Israeli-developed 3-D gesture technology is suddenly hot. After the announcement earlier this week that Intel was acquiring Omek Interactive, a developer of 3-D gesture technology, it emerged that Apple has been talking to PrimeSense, the Israeli company that developed the Kinect 3-D system for Microsoft and has since gone on to see its 3-D sensors installed in some 20 million devices, including consumer electronics, cars, game devices, digital signage, medical devices, and more.
The match makes perfect sense, it would seem. PrimeSense’s product line and technology certainly matches Apple’s needs. Apple, according to industry insiders, has been working on 3-D for some time now. Last year, it took out patents on a method of presenting 3-D content on devices without the need for glasses, and if Apple wants to add 3-D to its iPhones and iPads, it would need not only a 3-D sensor, but also technology to enable the device to understand and apply gestures properly — a major programming task.
That’s exactly the kind of thing PrimeSense does. Its depth-sensing technology lets devices identify the body properties, movements, and gestures of people, enabling the device to differentiate between specific gestures which trigger specific events (i.e., a sweep of the arm, right to left, in front of a smart TV enabled with 3-D gesture technology would change channels, while the raising or lowering of an arm would change the volume). Besides “understanding” what each gesture means, the device has to differentiate between objects such as furniture, and the location of walls and floors, as well as between gestures meant to trigger an action and those a person makes that are not meant for the devices.
PrimeSense’s technology already does all this, using an innovative “light coding” method, which codes a scene with light from the near-infrared spectrum, interpreting actions based on where the activity takes place.
One of the Apple products that could most benefit from an “off-the-shelf” PrimeSense solution is Apple TV, the company’s set-top box that delivers movies, TV shows, music and other content.
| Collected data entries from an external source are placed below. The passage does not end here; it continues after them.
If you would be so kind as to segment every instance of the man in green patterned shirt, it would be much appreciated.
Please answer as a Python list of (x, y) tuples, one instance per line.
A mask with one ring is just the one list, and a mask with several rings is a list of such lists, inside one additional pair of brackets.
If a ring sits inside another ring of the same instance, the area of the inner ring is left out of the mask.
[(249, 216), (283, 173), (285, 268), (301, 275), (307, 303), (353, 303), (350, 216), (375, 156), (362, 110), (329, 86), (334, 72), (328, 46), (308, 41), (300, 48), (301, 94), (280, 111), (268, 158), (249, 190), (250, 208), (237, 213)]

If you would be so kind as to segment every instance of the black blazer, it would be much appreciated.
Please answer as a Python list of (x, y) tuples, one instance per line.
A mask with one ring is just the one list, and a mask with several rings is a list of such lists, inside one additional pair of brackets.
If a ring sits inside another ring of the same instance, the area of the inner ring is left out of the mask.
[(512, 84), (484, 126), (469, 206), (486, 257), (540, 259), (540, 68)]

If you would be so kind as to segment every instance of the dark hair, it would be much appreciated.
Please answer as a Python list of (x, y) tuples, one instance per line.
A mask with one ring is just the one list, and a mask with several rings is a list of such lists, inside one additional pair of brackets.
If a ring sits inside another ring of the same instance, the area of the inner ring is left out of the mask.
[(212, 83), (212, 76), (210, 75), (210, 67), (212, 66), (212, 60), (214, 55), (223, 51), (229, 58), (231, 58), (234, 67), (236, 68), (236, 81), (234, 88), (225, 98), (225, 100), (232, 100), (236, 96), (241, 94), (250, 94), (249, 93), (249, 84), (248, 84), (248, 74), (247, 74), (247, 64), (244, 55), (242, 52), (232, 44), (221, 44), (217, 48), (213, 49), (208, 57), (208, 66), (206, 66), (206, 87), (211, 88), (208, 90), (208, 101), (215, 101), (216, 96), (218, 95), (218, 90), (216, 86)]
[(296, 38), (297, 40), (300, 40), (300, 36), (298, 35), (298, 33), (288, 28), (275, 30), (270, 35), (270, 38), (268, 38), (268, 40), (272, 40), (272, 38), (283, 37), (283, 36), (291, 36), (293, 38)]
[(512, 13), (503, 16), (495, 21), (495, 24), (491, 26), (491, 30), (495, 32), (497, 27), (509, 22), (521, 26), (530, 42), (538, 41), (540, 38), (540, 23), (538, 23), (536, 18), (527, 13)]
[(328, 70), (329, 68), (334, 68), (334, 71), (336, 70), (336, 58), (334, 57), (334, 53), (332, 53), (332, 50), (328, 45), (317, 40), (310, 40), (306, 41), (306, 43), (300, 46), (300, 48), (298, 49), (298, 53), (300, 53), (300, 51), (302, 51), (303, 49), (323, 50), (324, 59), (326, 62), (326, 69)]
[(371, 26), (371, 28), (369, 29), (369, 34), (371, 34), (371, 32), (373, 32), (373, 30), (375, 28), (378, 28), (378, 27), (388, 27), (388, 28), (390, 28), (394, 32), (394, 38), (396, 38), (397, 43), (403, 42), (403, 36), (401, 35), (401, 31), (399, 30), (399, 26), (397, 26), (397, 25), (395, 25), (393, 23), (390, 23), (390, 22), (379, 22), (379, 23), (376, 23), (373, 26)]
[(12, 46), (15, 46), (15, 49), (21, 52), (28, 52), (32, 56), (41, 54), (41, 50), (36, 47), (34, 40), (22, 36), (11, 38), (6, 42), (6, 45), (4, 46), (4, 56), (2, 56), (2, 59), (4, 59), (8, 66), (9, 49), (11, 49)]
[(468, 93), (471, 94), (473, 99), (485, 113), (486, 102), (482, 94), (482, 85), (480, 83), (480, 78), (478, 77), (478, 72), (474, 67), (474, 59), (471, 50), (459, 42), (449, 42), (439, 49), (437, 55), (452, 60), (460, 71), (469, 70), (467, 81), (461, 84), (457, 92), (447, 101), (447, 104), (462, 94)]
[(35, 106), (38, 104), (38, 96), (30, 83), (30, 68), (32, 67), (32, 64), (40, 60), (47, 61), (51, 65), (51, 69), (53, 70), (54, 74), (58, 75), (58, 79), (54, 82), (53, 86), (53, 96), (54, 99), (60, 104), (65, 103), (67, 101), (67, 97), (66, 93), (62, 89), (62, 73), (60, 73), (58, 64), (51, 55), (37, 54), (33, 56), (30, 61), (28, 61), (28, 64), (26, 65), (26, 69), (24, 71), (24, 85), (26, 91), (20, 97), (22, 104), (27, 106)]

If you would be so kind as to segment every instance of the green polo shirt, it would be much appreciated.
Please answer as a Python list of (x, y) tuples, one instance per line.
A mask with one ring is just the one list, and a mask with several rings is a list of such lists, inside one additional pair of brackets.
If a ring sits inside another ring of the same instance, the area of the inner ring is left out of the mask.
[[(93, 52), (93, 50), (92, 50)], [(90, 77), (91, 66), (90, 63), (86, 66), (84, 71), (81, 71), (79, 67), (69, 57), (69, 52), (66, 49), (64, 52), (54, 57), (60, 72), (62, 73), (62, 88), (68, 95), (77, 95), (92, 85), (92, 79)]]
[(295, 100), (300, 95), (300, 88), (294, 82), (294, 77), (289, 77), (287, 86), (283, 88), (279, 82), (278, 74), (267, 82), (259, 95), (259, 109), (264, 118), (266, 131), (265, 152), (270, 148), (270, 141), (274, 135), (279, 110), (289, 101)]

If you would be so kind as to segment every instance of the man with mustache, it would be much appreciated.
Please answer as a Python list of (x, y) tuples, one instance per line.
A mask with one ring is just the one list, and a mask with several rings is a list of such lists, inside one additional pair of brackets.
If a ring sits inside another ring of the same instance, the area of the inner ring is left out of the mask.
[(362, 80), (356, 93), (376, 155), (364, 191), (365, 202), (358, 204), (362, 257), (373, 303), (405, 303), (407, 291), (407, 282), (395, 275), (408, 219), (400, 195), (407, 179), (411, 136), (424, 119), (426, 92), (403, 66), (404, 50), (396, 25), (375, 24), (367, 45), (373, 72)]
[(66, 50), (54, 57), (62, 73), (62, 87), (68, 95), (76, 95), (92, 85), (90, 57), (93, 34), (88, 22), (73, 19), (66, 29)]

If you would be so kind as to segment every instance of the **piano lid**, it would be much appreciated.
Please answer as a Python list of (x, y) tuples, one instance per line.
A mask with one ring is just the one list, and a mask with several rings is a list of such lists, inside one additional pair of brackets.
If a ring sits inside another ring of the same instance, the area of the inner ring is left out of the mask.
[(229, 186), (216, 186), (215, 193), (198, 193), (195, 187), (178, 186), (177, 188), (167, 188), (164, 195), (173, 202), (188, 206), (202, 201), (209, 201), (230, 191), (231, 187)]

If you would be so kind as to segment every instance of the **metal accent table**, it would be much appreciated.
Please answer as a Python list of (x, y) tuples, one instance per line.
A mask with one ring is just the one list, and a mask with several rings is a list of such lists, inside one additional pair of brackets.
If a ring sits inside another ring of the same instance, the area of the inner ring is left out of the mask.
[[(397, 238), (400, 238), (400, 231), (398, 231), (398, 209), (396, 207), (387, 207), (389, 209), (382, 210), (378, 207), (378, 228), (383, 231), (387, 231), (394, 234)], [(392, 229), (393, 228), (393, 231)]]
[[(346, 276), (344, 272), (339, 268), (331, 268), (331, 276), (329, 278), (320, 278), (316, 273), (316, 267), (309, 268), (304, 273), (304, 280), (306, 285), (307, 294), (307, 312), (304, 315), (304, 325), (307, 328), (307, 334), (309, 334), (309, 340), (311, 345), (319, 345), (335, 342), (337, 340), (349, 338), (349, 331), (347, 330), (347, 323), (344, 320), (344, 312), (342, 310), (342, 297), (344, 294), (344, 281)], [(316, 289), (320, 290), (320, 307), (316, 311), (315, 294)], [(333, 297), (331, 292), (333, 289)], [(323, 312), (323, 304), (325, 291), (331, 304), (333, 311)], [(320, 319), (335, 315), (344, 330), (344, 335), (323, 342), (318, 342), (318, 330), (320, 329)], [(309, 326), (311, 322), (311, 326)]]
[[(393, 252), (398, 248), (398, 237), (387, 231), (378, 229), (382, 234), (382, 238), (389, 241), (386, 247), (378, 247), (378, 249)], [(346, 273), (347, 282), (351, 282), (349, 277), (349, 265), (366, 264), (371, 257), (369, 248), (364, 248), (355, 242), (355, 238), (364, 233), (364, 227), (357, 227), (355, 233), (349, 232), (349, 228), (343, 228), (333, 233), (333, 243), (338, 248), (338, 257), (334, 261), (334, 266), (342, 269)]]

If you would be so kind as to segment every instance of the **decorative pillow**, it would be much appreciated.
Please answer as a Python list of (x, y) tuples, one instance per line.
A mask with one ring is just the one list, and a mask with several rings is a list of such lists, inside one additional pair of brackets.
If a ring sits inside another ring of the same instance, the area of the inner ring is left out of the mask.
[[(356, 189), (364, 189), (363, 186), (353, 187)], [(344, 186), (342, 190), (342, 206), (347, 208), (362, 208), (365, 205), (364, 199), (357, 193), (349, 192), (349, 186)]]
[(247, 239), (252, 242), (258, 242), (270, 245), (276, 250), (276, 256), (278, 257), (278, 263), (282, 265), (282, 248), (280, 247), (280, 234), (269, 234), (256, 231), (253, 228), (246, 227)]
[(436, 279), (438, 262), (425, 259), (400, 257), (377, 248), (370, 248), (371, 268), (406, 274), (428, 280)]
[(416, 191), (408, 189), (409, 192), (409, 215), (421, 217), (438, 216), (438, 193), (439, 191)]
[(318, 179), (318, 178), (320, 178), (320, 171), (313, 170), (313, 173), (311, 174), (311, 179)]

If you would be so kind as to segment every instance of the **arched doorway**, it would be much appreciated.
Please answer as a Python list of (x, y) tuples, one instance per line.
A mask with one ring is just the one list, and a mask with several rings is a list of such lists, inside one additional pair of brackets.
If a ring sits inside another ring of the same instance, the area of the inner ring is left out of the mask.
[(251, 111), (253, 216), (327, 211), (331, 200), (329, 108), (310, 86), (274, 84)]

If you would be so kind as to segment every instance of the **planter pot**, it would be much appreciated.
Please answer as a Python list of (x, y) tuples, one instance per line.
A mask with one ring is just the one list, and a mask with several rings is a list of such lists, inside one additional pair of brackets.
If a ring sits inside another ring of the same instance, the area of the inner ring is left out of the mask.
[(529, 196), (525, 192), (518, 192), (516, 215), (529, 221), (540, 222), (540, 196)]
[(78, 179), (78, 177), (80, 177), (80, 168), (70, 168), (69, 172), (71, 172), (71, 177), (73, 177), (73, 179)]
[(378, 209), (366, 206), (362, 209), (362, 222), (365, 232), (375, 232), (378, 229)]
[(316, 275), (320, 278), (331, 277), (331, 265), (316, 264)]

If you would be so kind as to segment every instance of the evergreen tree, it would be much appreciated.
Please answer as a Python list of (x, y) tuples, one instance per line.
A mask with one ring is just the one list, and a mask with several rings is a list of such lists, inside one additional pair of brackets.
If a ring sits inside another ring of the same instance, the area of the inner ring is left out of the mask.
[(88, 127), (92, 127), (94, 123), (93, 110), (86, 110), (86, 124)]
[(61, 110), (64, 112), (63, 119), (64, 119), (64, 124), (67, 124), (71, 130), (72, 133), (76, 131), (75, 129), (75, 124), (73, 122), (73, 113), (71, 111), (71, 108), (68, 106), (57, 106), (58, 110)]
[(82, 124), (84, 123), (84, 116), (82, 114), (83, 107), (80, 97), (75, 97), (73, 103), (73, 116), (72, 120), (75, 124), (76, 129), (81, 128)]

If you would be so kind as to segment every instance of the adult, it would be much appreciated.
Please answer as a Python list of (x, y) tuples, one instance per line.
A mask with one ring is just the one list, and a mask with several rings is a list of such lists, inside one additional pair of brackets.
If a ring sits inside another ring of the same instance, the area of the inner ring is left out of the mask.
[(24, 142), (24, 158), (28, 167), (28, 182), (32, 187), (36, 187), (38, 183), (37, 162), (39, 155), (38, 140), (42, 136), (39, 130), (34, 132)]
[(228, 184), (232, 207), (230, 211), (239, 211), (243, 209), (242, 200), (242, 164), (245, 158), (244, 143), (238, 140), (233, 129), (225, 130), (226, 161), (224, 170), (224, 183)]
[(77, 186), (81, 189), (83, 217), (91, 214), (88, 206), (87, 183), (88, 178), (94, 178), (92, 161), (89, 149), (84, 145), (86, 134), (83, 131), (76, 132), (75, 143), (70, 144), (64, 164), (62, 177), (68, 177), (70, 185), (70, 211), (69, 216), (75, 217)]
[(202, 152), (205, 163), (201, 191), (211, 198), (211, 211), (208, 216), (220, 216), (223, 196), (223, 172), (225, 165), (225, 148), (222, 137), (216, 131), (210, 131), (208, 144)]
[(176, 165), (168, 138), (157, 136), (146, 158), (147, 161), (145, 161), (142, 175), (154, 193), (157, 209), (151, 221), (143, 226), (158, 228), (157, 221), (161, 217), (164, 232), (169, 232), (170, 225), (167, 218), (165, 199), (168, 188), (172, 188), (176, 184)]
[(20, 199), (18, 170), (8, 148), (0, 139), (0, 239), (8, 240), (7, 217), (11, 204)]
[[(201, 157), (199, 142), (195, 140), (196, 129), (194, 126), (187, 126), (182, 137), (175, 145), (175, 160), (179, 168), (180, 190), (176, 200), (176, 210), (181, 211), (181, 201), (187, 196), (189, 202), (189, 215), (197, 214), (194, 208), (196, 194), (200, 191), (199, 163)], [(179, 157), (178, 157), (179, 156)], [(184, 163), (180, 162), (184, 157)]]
Currently, it’s controlled by a remote control, but by simply adding a PrimeSense “system-on-a-chip” sensor to the device, Apple TV would become an advanced 3-D gesture-based system that would garner headlines — and, most likely, sales — for the company, whose stock price has fallen on relatively hard times recently, dropping by nearly half in less than a year.
So Apple could certainly benefit by picking up PrimeSense — but according to the reports confirming that talks are going on, the deal is unlikely to happen, because Apple is said to be offering less than $300 million for PrimeSense — an offer not being taken seriously, a PrimeSense employee told the media on condition of anonymity. “We’re worth 10 times that,” the employee was quoted in media reports as saying. Given Apple’s history of low-ball valuations for Israeli companies (it may be recalled that Apple was the first tech giant to make an offer — $400 million, which turned out to be a a thoroughly inadequate sum), it’s hard to imagine that they would let yet another golden opportunity slip through their fingers.